Jayne's addiction: Softball
Staff photo by Jared Dort
JAYNE Lee had a full plate this summer, but it's not over yet. She'll be running the 11-12 state tournament at Riverfront Park this weekend.
An average week for Lee consists of 76 hours on the job, not including her work around the house.
What Lee is best known for, however, is her involvement in Little League Softball. For the past four years she’s been the LLSB Commissioner. She coaches teams and organizes all the all-star tournaments. On top of that, she serves as the assistant to District 10 Administrator.
That’s a total of seven activities during the week, but it doesn’t stop there. Lee also teaches CPR, umpires games and is preparing to start night school at Ottawa University in Phoenix.
What most people who know Lee personally ask is, “Is Jayne crazy?”
As a matter of fact, yes. She’s consumed by the sport she loves.
It started with Michelle, her daughter who’s now a senior at Mingus, and that could have been the extent of her role — just being a parent. It didn’t stop there. She met other kids who enjoyed playing, and in turn, she enjoyed watching them compete.
That’s what has kept her going, even though she doesn’t have children in the league.
“It started with my kids, then I met a bunch of other kids that I love. I want to make sure they get to play and have someone to be there to encourage them,” Lee said.
Looking at her track record, that’s a true statement. She hasn’t missed one out of both the 9-10 and 11-12 tournaments this summer. In fact, she’s umpired every game.
Her work with Little League is all volunteer.
Although the summer is nearly over, Lee is still not done. This Friday the 11-12 state tournament begins, which is hosted by Cottonwood at Riverfront Park. She put in 31 hours on the field during the 9-10 district tournament, and this week’s event should rival that.
Lee did get a chance to catch-up on some sleep last week, but not much. She kept the score book for the 13-14 baseball tournament. Fortunately, she has two months off from her job at Oak Creek, but that time is more consumed with Little League.
In turn, softball has given back to Lee in more ways than the gratification of seeing player’s progress. Through the sport, she has discovered what she really wants to do — teach. At Ottawa, Lee can get her teaching certificate. Currently, she’s 61 credits short.
That should take a normal student two years to complete, but if you know Lee, she not normal. She plans on getting it done much sooner by taking night classes. Lee had the option of getting a degree in nursing, which would take less time, but that’s not the route she wants to follow.

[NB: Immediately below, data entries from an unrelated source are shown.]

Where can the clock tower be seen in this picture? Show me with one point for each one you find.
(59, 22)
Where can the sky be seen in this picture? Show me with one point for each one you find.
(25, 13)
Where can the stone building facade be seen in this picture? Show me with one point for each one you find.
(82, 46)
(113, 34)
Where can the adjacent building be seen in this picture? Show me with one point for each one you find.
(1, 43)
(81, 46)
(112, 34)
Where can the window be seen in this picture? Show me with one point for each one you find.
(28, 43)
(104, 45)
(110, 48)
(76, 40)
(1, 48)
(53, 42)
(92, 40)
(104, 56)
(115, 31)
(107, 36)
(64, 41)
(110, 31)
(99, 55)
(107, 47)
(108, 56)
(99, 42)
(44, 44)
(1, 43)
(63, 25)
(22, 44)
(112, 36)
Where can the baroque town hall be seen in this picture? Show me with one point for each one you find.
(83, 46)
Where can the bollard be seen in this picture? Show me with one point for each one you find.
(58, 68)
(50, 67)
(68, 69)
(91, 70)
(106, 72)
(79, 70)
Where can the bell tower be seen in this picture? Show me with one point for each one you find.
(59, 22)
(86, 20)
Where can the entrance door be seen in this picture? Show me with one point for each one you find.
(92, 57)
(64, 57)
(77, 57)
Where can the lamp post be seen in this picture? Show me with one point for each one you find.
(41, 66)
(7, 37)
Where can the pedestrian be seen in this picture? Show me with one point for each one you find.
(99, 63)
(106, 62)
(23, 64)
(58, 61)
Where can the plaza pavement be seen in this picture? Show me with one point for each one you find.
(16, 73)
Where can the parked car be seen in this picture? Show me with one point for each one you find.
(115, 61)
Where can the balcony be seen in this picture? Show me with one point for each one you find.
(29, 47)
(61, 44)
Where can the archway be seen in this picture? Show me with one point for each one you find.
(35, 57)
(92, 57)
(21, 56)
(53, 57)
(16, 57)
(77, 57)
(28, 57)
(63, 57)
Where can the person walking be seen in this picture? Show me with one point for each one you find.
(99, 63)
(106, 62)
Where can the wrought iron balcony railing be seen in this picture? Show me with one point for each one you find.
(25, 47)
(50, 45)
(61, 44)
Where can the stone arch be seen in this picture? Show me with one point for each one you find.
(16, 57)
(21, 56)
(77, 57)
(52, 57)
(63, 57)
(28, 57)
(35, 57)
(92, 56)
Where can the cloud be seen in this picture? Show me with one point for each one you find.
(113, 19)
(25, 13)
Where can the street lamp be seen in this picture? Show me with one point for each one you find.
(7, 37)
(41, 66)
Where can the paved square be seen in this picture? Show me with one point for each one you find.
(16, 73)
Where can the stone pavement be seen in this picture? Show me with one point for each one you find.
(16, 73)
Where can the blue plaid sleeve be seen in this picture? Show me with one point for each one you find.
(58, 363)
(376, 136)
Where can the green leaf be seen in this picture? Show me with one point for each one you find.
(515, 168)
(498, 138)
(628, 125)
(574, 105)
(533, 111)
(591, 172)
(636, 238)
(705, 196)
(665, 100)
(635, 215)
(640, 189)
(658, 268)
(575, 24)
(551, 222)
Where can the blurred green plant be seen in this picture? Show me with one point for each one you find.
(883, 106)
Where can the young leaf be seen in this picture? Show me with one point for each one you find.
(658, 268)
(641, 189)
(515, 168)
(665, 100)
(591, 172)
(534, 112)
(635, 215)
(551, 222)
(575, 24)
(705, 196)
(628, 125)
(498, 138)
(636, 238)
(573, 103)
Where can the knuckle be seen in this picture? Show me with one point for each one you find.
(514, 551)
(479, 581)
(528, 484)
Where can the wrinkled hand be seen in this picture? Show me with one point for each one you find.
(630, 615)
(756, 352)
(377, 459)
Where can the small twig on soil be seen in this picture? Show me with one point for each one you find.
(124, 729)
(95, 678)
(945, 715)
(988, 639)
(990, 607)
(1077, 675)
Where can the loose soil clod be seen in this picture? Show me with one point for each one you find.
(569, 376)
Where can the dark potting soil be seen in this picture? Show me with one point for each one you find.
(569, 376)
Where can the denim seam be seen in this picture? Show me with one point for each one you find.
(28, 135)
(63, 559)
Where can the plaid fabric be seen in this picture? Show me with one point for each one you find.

“I love the kids and love this community. I want to give back whatever I can, and this is my way of doing that,” Lee said. “These kids bring a lot of joy into my life. That’s why I do it.”
Somewhere in all her busyness, Lee still has time to be “mommy”. She’s been to every one of Michelle’s volleyball and basketball games — except the ones played in Chinle and Page — and has only missed a few for softball. Lee also attends every AYSO outing for her son, Bobby.